> Hmm...I sat down with a DB person here and his opinion
is that aliases
> should always be used...even in deletes.
No. Deletes should operate on the target table and on the
target table
only.
> The problem with my alias statement was the syntax. I
had:
>
> DELETE FROM myTable MYALIAS
That will fail, as a standard DELETE query does not even
allow a table
alias.
> when I needed:
>
> DELETE MYALIAS FROM myTable MYALIAS
This is actually the T-SQL UPDATE FROM ... FROM extension I
showed you
earlier. The first FROM is always optional. For instance, you
could write
DELETE myTable WHERE something=this.
So above, you really just have DELETE [FROM] myAlias FROM
myTable MyAlias
WHERE ...
> Now, I believe you weren't a fan of Aliases in deletes.
Could you maybe
> explain why you're not a fan of that? While the alias
works, I don't want
> to be using it if it is a bad practice.
While I'm a big fan of the "it works" argument, in this case,
there's no
real cost to do it the safe way. Not all implementations of
SQL will treat
an alias the same way in a query where that alias acts as the
target of some
action (UPDATE, DELETE, ALTER, etc). Some will figure out
what you mean;
some will throw an error; some will perform the action, then
throw it away
because the alias created a temporary object (I've never seen
this behavior
live, but its possibility was drilled into me), etc. I try
not to get into
habits that don't translate well; that's also why I'm careful
to show you a
standard solution whenever I invoke a T-SQL extension. I
think like that,
too, just so I don't fall into bad habits.
I'm a fan of a lot of the T-SQL extensions, but the reason
I'm not shy about
using them is that they're documented, which means they're
supported and
won't be yanked from the next version of SQL Server without
warning. The
SQL Server BOL is clear that the DELETE FROM ... FROM should
target the
actual object in question, and not an alias of that object.
If you do the
opposite, you risk getting unexpected results (sometimes only
when the
optimizer makes certain decisions, too, which is even harder
to nail down),
or having your query break in the next service pack.
The example given in the BOL is this:
-- Transact-SQL extension
USE AdventureWorks;
GO
DELETE FROM Sales.SalesPersonQuotaHistory
FROM Sales.SalesPersonQuotaHistory AS spqh
INNER JOIN Sales.SalesPerson AS sp
ON spqh.SalesPersonID = sp.SalesPersonID
WHERE sp.SalesYTD > 2500000.00;
GO
It's a little odd, because UPDATE ... FROM requires the alias
to be the
target of the statement. You'd think that consistency would
be of benefit
here given the other similarities between the two. ;)

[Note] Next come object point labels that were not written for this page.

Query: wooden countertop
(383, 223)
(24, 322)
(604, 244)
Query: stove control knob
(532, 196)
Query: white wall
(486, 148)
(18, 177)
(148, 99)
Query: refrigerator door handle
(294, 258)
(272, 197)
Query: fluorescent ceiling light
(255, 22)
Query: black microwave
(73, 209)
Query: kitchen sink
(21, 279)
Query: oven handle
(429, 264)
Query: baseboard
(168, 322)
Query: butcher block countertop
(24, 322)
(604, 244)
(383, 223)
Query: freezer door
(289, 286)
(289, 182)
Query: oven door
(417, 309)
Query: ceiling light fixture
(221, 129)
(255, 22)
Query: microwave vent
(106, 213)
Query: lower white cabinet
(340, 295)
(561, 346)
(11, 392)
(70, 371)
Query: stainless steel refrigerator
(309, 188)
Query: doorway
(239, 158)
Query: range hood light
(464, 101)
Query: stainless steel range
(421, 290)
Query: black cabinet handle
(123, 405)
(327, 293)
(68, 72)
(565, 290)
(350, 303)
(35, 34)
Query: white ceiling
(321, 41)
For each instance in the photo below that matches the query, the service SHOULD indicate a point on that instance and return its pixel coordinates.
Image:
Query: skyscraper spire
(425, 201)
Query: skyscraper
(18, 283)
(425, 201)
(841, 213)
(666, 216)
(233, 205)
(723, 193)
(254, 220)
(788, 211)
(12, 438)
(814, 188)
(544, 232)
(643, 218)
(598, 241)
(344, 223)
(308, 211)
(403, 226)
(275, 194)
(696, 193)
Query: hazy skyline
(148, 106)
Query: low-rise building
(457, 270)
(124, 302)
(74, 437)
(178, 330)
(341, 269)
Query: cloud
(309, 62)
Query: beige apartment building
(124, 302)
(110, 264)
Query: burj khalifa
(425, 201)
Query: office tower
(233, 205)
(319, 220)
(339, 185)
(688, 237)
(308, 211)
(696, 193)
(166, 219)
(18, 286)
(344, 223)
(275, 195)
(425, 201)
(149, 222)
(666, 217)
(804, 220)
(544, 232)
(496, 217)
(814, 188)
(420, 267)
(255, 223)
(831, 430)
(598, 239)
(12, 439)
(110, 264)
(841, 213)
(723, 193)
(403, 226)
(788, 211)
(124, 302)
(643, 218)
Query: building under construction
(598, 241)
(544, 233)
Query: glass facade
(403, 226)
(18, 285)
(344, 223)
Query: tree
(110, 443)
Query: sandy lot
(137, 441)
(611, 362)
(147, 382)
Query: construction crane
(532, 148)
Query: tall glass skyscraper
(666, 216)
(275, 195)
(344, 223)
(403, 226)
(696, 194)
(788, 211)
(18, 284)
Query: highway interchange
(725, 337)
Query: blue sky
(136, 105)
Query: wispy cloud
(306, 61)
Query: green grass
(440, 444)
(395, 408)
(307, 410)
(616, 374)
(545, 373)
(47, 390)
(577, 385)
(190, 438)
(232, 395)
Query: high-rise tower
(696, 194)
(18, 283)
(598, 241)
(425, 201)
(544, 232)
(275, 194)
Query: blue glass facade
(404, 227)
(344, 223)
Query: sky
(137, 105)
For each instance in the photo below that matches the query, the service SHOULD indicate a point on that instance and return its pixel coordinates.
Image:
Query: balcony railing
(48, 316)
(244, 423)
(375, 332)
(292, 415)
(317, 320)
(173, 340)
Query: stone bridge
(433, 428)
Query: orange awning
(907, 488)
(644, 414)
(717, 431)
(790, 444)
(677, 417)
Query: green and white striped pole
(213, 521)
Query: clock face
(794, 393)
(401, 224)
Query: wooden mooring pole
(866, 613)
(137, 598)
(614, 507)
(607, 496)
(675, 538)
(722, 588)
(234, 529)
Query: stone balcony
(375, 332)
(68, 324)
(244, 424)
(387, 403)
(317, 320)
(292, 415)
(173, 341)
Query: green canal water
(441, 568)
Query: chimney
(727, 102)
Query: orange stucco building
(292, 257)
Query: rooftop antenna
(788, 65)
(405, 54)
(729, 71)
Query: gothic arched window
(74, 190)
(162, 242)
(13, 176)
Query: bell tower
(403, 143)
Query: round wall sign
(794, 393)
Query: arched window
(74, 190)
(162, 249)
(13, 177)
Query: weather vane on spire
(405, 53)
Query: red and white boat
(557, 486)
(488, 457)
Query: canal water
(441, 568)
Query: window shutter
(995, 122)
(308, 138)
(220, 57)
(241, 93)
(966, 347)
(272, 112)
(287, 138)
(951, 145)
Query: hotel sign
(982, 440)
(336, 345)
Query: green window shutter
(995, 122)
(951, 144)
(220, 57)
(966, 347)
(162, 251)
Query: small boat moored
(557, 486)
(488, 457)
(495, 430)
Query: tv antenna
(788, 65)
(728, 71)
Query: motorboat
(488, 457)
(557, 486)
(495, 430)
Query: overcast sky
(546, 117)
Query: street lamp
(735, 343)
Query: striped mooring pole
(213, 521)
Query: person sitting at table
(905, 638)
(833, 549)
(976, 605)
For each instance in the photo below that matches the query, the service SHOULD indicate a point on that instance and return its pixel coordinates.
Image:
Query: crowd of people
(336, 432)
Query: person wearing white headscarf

Anyway, I'm rambling now. But what it boils down to is that I
never use
undocumented SQL syntax. If syntax is documented, then it's
safe because it
at least won't stop working without warning; anything else
should be
avoided. Working with the web, you're used to
generally-accepted standards
(even if implementation falls short). The SQL standards have
long lagged
behind what databases are actually doing in terms of
features, so they're a
lot more of a mess, and you generally have to rely on your
DB's
documentation as soon as you move past simple queries.